Slashdot Mirror


A Star Grazed Our Solar System 70,000 Years Ago, Early Humans Likely Saw It (space.com)

schwit1 shares a report from Space.com: Some distant objects in our solar system bear the gravitational imprint of a small star's close flyby 70,000 years ago, when modern humans were already walking the Earth, a new study suggests. In 2015, a team of researchers announced that a red dwarf called Scholzs star apparently grazed the solar system 70,000 years ago, coming closer than 1 light-year to the sun. For perspective, the suns nearest stellar neighbor these days, Proxima Centauri, lies about 4.2 light-years away. The astronomers came to this conclusion by measuring the motion and velocity of Scholzs star -- which zooms through space with a smaller companion, a brown dwarf or "failed star" -- and extrapolating backward in time. Scholz's star passed by the solar system at a time when early humans and Neanderthals shared the Earth. The star likely appeared as a faint reddish light to anyone looking up at the time, researchers with the new study said. The study has been published in the journal Monthly Notices of the Royal Astronomical Society: Letters.

1 of 164 comments (clear)

  1. Re:A star a light year away by ledow · · Score: 5, Insightful

    Some beetles navigate by the Milky Way.

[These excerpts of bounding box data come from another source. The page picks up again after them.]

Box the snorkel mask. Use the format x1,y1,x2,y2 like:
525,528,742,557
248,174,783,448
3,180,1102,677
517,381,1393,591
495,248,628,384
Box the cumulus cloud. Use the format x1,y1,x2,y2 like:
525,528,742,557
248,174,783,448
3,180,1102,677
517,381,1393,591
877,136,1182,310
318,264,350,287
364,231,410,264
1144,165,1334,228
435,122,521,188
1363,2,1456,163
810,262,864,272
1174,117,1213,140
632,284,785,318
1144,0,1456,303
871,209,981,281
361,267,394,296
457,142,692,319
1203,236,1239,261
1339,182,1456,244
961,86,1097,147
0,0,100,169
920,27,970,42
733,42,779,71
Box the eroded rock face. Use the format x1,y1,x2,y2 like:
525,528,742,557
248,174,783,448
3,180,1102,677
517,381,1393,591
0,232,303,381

    Ancient cultures all named thousands of stars and gave them associated legends, as well as navigated by them. They knew about comets, meteors, stars and galaxies.

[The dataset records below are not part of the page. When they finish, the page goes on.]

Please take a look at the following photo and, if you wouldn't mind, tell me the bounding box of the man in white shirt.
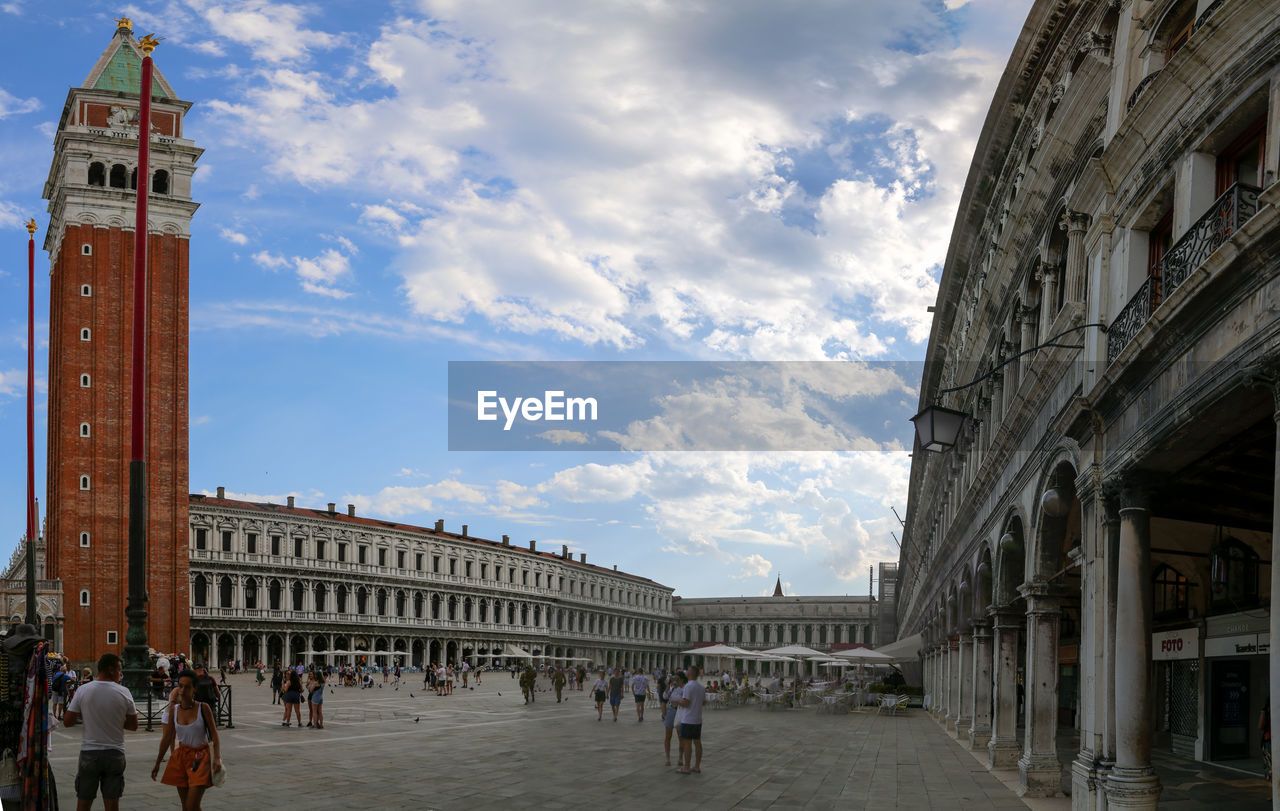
[675,666,707,774]
[631,670,649,721]
[63,654,138,811]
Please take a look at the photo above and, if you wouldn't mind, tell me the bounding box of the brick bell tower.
[44,18,202,661]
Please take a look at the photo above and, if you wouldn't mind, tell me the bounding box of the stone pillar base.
[987,738,1021,769]
[1071,752,1102,811]
[969,727,991,751]
[1018,755,1062,797]
[1106,766,1160,808]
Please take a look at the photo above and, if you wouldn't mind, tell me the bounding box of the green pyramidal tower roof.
[83,26,178,98]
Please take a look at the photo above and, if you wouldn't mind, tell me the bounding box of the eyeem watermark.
[476,390,599,431]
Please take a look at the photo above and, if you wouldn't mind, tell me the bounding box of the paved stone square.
[52,674,1025,808]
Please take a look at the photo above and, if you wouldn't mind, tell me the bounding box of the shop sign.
[1204,633,1271,656]
[1151,628,1199,661]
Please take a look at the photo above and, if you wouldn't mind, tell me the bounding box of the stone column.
[1018,581,1062,797]
[1059,210,1089,308]
[1268,381,1280,808]
[942,637,960,732]
[987,608,1021,769]
[969,619,992,750]
[1038,262,1059,327]
[1106,476,1160,808]
[956,633,973,741]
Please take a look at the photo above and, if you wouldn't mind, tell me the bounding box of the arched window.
[1151,563,1188,619]
[1210,537,1258,608]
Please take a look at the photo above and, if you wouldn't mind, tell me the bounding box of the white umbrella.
[764,645,826,656]
[680,643,754,659]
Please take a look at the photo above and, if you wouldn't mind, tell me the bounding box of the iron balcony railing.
[1107,183,1258,366]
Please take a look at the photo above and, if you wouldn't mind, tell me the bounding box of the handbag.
[0,750,18,785]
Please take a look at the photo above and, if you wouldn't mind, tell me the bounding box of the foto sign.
[1151,628,1199,661]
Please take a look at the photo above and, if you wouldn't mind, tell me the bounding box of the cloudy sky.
[0,0,1030,596]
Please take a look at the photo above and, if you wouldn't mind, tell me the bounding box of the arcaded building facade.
[896,0,1280,808]
[188,489,676,669]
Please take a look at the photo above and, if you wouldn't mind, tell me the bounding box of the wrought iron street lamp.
[911,324,1107,452]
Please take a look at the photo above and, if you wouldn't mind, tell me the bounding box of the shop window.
[1213,115,1267,197]
[1210,537,1258,608]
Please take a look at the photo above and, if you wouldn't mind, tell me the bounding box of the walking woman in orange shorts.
[151,670,223,811]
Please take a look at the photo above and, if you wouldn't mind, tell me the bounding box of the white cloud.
[199,0,1016,359]
[0,87,40,119]
[250,246,355,298]
[344,478,486,518]
[534,429,591,445]
[733,554,773,578]
[218,228,248,244]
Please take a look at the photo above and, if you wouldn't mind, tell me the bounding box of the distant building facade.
[897,0,1280,808]
[188,489,677,669]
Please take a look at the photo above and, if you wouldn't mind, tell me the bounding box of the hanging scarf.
[18,642,58,811]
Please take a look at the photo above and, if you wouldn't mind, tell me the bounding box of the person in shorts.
[609,668,626,724]
[631,670,649,721]
[675,668,707,774]
[63,654,138,811]
[591,670,609,720]
[662,672,689,768]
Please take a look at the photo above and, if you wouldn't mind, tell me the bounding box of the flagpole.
[124,35,157,696]
[27,217,40,628]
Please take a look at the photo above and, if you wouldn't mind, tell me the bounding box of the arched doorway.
[191,631,209,663]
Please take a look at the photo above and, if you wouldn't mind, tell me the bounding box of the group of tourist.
[259,663,325,729]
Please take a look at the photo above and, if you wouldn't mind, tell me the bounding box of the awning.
[876,633,924,661]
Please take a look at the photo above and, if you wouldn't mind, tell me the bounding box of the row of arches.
[87,161,169,194]
[191,573,672,641]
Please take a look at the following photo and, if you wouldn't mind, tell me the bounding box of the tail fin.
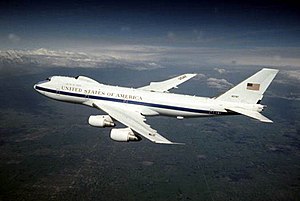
[217,68,278,104]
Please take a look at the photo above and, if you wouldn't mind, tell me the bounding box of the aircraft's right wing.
[139,74,197,92]
[93,102,181,144]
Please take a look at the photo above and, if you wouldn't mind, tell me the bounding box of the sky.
[0,0,300,49]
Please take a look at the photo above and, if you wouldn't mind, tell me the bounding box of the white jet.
[34,68,278,144]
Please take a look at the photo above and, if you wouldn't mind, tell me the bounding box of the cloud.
[167,31,176,40]
[207,77,233,90]
[7,33,21,43]
[121,26,131,32]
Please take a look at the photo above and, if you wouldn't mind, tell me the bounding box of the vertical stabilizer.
[217,68,278,104]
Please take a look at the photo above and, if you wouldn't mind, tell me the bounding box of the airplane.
[34,68,278,144]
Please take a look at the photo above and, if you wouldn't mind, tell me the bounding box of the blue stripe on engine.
[35,86,226,114]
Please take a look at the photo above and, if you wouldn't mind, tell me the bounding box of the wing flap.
[139,74,197,92]
[93,102,180,144]
[225,107,273,123]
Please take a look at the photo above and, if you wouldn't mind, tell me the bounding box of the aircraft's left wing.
[139,74,197,92]
[93,102,180,144]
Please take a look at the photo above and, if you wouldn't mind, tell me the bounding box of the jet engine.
[110,128,142,142]
[88,115,115,128]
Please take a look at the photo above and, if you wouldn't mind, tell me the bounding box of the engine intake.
[88,115,115,128]
[110,128,142,142]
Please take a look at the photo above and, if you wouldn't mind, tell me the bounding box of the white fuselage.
[34,76,260,118]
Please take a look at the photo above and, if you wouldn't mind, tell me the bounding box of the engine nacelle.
[88,115,115,128]
[110,128,142,142]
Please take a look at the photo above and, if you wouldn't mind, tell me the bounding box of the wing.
[93,102,180,144]
[139,74,197,92]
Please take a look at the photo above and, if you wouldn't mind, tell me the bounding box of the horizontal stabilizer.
[225,107,273,123]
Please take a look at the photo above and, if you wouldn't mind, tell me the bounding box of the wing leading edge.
[93,102,182,144]
[138,74,197,92]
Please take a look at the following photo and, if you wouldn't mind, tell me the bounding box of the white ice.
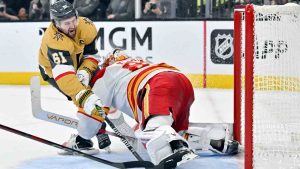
[0,86,243,169]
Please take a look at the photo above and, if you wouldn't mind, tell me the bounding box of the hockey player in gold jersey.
[39,0,109,154]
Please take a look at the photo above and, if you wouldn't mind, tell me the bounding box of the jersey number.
[52,52,67,65]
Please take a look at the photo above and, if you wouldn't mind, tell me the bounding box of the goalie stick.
[30,76,144,161]
[0,124,187,169]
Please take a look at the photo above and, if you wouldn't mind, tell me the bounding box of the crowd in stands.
[0,0,300,21]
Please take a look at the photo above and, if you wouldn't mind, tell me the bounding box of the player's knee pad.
[77,113,102,140]
[143,126,188,164]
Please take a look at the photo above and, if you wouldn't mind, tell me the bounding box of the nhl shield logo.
[215,34,233,60]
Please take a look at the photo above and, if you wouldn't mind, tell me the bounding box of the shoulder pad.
[77,17,97,45]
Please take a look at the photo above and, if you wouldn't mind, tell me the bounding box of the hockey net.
[234,4,300,169]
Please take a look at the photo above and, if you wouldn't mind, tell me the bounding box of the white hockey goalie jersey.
[92,58,178,122]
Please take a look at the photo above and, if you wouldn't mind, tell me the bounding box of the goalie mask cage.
[234,4,300,169]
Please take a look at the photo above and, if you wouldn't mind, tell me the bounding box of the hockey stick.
[30,76,132,138]
[0,124,157,169]
[30,76,144,161]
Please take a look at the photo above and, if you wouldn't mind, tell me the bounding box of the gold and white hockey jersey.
[92,58,178,122]
[39,17,98,101]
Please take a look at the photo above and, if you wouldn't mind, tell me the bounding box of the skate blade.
[57,148,100,156]
[177,152,198,166]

    To be honest, they were more likely to notice something unusual - especially if it moved over time - than the average person would be today. The naked eye doesn't pick up much in a city nowadays.

    You know how I got into astronomy at age 30? I saw Venus for the very first time, while driving to Scotland for 9 hours.

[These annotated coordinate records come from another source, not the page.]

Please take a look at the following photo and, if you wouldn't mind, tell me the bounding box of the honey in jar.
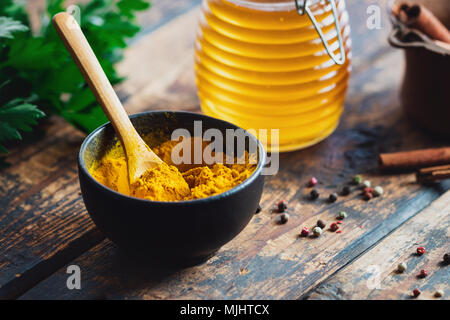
[195,0,351,151]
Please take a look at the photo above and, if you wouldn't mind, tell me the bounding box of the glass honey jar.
[195,0,351,152]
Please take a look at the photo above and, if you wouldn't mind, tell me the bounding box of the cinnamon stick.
[392,2,450,43]
[416,165,450,183]
[379,147,450,170]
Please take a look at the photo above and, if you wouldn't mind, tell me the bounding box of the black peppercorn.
[341,186,351,196]
[277,200,287,213]
[444,253,450,264]
[309,189,319,200]
[317,220,327,229]
[328,192,337,202]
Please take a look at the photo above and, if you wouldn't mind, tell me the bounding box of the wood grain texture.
[0,0,199,299]
[0,0,450,299]
[308,191,450,300]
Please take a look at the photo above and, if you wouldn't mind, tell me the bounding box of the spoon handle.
[53,12,142,152]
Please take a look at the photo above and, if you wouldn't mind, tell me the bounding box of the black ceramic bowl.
[78,111,266,264]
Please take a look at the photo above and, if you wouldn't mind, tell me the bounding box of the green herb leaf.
[0,99,45,152]
[0,17,28,39]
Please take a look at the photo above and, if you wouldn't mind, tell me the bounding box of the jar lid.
[295,0,346,65]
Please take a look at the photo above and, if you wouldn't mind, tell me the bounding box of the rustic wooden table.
[0,0,450,299]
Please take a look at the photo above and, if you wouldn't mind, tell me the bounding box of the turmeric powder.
[89,141,255,201]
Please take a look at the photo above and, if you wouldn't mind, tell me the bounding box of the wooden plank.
[18,46,449,299]
[117,8,199,113]
[308,191,450,299]
[0,0,201,298]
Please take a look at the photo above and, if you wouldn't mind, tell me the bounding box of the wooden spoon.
[53,12,163,184]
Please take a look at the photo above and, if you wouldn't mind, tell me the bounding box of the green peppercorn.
[338,211,347,220]
[352,174,362,185]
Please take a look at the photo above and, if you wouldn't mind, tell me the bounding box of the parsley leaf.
[0,99,45,153]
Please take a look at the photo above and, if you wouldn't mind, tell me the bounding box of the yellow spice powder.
[89,141,256,201]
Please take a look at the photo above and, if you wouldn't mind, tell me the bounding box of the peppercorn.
[300,227,309,237]
[338,211,347,220]
[341,186,351,196]
[417,269,428,278]
[417,247,426,256]
[277,200,287,213]
[275,212,289,224]
[363,192,373,201]
[330,222,339,232]
[444,253,450,264]
[328,192,337,202]
[397,262,407,272]
[308,177,318,187]
[317,220,326,229]
[373,186,384,197]
[434,289,444,298]
[309,189,319,200]
[313,227,323,237]
[352,174,362,185]
[362,180,372,188]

    A culture that revolves around day-time and can't do anything of an evening because of insufficient light, yet being a species that naturally wakes up throughout the night - they're going to spot a red star going across the sky just like they could spot Venus doing so. And it would be a "Oh, look, that's unusual" rather than "ARGH! We're all gonna die!" purely because it wouldn't actually be that unusual or interesting to them, given the size and brightness of said star in the sky.